Search code examples
namespacesowlxml-namespacesontologyrdflib

Parsing an ontology in Python using rdflib and Google Collab


I have an ontology in an 'owl' file (quran_data_full.owl) and I saved it in a folder in my google drive (Quran Corpus). I want now to perform some queries in this ontology and this is my first time using the ontology file.
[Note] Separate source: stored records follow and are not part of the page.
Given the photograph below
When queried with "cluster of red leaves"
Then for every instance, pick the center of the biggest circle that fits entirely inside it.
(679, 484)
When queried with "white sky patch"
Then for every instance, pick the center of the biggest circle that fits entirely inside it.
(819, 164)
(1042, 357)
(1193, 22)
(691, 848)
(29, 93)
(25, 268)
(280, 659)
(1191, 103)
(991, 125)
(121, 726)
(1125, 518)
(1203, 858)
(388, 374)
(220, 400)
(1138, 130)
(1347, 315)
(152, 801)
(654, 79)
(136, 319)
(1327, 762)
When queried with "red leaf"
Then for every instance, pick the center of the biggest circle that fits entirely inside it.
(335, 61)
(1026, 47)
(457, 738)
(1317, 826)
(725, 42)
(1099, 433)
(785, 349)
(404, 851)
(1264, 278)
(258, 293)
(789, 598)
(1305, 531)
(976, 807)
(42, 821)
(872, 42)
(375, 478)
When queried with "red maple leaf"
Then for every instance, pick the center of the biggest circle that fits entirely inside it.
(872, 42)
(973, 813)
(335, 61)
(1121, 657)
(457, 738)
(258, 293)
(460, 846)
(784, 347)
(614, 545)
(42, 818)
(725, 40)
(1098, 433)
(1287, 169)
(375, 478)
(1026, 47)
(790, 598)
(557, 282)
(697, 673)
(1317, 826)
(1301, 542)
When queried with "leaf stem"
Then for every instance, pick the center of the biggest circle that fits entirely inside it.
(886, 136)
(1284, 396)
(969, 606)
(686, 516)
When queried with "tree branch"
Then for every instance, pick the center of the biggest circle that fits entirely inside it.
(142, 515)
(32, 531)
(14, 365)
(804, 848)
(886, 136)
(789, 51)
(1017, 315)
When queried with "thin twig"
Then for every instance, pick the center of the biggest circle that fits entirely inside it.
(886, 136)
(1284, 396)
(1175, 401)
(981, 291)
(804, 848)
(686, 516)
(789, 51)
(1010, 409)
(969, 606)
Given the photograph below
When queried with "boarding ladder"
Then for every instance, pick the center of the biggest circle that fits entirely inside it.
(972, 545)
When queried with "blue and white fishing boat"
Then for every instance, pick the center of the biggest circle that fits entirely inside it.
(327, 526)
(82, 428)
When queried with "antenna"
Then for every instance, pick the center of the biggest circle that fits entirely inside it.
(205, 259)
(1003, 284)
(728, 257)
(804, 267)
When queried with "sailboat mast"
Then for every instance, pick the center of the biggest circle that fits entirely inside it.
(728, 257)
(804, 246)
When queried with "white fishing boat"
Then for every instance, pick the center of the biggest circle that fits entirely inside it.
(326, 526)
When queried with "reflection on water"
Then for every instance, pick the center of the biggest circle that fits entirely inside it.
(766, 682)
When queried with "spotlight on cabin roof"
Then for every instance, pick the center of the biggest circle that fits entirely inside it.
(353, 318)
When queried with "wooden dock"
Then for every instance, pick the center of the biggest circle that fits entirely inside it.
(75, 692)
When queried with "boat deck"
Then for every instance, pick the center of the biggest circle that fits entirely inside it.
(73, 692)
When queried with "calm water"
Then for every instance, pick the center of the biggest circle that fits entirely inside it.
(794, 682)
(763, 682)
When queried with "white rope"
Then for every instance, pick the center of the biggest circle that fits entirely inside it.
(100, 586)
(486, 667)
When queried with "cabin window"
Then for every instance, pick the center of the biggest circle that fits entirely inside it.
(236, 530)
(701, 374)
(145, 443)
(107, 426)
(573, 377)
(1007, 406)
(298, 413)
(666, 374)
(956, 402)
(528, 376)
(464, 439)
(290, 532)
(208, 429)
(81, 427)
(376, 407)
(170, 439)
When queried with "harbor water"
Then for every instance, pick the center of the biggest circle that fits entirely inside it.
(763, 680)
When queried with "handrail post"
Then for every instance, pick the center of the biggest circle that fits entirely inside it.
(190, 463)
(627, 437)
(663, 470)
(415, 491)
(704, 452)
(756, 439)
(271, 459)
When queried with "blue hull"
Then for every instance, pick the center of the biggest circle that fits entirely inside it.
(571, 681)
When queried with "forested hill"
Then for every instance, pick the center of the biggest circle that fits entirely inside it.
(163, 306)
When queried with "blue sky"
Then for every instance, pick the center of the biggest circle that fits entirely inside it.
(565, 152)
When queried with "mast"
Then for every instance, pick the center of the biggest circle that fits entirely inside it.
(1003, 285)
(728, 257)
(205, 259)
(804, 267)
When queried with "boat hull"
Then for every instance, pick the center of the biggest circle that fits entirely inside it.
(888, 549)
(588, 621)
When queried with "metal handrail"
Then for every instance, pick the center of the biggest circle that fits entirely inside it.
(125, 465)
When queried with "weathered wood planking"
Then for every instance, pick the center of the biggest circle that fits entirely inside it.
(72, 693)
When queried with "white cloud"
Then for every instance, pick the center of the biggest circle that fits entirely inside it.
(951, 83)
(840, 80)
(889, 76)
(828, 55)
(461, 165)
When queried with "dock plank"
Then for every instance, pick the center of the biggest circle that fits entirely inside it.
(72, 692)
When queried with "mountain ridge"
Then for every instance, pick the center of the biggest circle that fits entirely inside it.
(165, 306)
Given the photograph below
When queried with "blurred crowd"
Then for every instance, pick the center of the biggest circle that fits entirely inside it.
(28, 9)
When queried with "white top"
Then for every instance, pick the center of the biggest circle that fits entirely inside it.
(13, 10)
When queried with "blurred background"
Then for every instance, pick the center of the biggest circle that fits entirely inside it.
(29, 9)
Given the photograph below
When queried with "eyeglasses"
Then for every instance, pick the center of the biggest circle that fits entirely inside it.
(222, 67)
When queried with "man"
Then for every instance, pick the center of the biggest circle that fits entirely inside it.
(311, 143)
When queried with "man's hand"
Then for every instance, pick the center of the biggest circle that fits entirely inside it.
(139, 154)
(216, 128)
So I searched on the web and tried to write this code:

import logging
import rdflib
import time

logging.basicConfig()
logger = logging.getLogger('logger')
logger.warning('The system may break down')

start_time = time.time()

g = rdflib.Graph()
g.parse ('/gdrive/MyDrive/Quran Corpus/quran_data_full.owl', format='application/rdf+xml')
quran_data_full = rdflib.Namespace('/gdrive/MyDrive/Quran Corpus/')
g.bind('quran_data_full', quran_data_full)
query = """
SELECT Distinct ?verse ?text  ?word1 ?wordText1 
WHERE { 
?verse rdf:type qur:Verse.
?verse rdfs:label ?textSimple.
?verse qur:DisplayText ?text.
?word1 qur:IsPartOf ?verse.
?word1 rdfs:label ?wordText1.
?word1 qur:WordLemma ?wordLema1.
?word1 qur:WordRoot ?wordRoot1.
FILTER(?wordText1 = "الوصية"@ar || ?wordLema1 = "الوصية"@ar || ?wordRoot1 = "الوصية"@ar)
}
LIMIT 25
        """
result = g.query(query)
print(result.serialize(format='csv'))

print("--- %s seconds ---" % (time.time() - start_time)) 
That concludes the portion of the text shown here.